# Cleveland Harbor Smallmouth



## The Fishing Addict (Mar 19, 2014)

I know that the smallmouth are starting to move in and get ready to spawn. I have fished for smallies from shore before, but I am not familiar with the Cleveland Harbor area.... Could I get some tips/advice on some good starting areas or common known areas where people fish from shore for smallmouth? (NOT LOOKING FOR SOME GUYS HONEYHOLE)

I'm looking at the downtown CLE area to Wildwood Marina as a good area to look based on my research on google Maps!

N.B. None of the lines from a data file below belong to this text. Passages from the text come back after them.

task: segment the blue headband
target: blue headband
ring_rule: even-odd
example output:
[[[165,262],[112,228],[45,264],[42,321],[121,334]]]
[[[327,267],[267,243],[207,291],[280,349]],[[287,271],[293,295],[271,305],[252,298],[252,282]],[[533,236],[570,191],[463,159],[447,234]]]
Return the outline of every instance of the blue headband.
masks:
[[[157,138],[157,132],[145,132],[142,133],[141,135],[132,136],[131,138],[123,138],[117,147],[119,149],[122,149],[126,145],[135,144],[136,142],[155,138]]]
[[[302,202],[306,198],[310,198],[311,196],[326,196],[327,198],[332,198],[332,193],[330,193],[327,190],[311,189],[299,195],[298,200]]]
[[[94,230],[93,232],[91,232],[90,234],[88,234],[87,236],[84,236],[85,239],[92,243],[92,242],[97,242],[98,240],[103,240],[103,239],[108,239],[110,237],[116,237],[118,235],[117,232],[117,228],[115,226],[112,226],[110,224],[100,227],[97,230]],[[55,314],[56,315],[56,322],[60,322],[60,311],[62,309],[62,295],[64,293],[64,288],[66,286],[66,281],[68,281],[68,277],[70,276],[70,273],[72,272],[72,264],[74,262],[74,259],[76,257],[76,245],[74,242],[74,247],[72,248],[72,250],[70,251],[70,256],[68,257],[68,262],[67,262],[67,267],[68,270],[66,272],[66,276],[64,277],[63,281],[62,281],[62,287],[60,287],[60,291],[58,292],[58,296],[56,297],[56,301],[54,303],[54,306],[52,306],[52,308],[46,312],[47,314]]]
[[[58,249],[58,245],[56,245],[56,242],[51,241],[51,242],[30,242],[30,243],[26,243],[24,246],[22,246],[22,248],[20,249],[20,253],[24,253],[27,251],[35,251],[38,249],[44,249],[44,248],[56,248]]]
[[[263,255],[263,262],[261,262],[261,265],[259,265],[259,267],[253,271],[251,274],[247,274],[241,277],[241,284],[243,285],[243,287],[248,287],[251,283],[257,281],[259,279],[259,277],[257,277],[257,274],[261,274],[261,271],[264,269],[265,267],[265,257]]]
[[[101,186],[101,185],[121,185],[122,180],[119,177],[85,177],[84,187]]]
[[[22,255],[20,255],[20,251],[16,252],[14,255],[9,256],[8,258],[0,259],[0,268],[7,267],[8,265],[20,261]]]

Any helps will be kindly received!

TFA


----------



## teamredneck55 (Dec 12, 2012)

IFish from Edgewater Beach to East 72nd inside the breakwall along the runway Shoreline all broken up concrete excellent area for bass I usually throw a rattletrap my best day was I believe 35 keepers couple small mouth mainly large mouth


----------



## The Fishing Addict (Mar 19, 2014)

Thanks for the info!


----------



## caseangler (Sep 19, 2014)

Was up by the 72nd rocks this past Friday and the marina area was loaded with what seemed to be an equal mix of large and small mouth bass. Threw nearly everything at them, spinner bait, rattle trap, spinner, drop shot gulp minnow, crayfish jig, etc.... and none of them seemed interested. Good luck if you end up heading out!


----------



## The Fishing Addict (Mar 19, 2014)

So you saw fish then?


----------



## kapposgd (Apr 10, 2012)

Maybe they werent smallmouth? I would check the harbor temp, but i was out sunday and found lots in 20-30 fow in the main lake so those fish at least havent moved shallow yet


----------



## caseangler (Sep 19, 2014)

The Fishing Addict said:


> So you saw fish then?


Without a doubt, saw at least 30 to 40 small and largemouth bass cruising the edges of the marina. Also saw some pods of huge goldfish in deeper water.


----------



## The Fishing Addict (Mar 19, 2014)

Possibley carp or shad?


----------



## caseangler (Sep 19, 2014)

The Fishing Addict said:


> Possibley carp or shad?


I am fairly new to the area, but I am 100% confident in my ability to distinguish bass from carp and shad, the fish are there. Perhaps 40 might have been an overestimate but it seemed like they were everywhere.


----------



## The Fishing Addict (Mar 19, 2014)

Oh ok


----------



## The Fishing Addict (Mar 19, 2014)

Where did you come from?


----------



## Fisherman123 (Apr 30, 2011)

I've seen smallies in rocky river as well. Same kind of deal though. I threw almost everything i had at them with no takers. It's a bit strange if you ask me. They seemed quite active feeding on the baitfish.


----------



## The Fishing Addict (Mar 19, 2014)

Maybe they aren't hungry because their is to much bait!


----------



## Fisherman123 (Apr 30, 2011)

The Fishing Addict said:


> Maybe they aren't hungry because their is to much bait!


Yeah probably. Next time I go ill probably try to use some live bait. Maybe that'll open their mouths up.


----------



## btownbb270 (Apr 10, 2014)

Heard the Rocky is pretty hot up near the marina for smallies right now..


----------



## donny_k (Apr 16, 2015)

I fished the rocks in front of the airport yesterday and picked up 6 smallmouth. 5 were keeper size with 2 of them being around 4.5 lbs. All on a bright green and brown 3" twister tail.


----------



## The Fishing Addict (Mar 19, 2014)

Thanks for the report! How was the water clarity?


----------



## donny_k (Apr 16, 2015)

Where I was fishing it was 2ft.


----------



## The Fishing Addict (Mar 19, 2014)

They are in super shallow! I thought they would be deeper... I heard the water temperature in Cleveland is only 50 degrees!


----------



## donny_k (Apr 16, 2015)

Water temp for me was 49 when I put in and 51 when I pulled out.


----------



## GrandRiverBassman (Mar 26, 2016)

The harbors are loaded. Got these on my lunch break today.


----------



## garshark (Aug 23, 2011)

GrandRiverBassman said:


> The harbors are loaded. Got these on my lunch break today.
> View attachment 208766
> View attachment 208767


Great way to use your lunch break. Nice fish


----------



## kapposgd (Apr 10, 2012)

Grandriverbassman that pic is classic, love it!


----------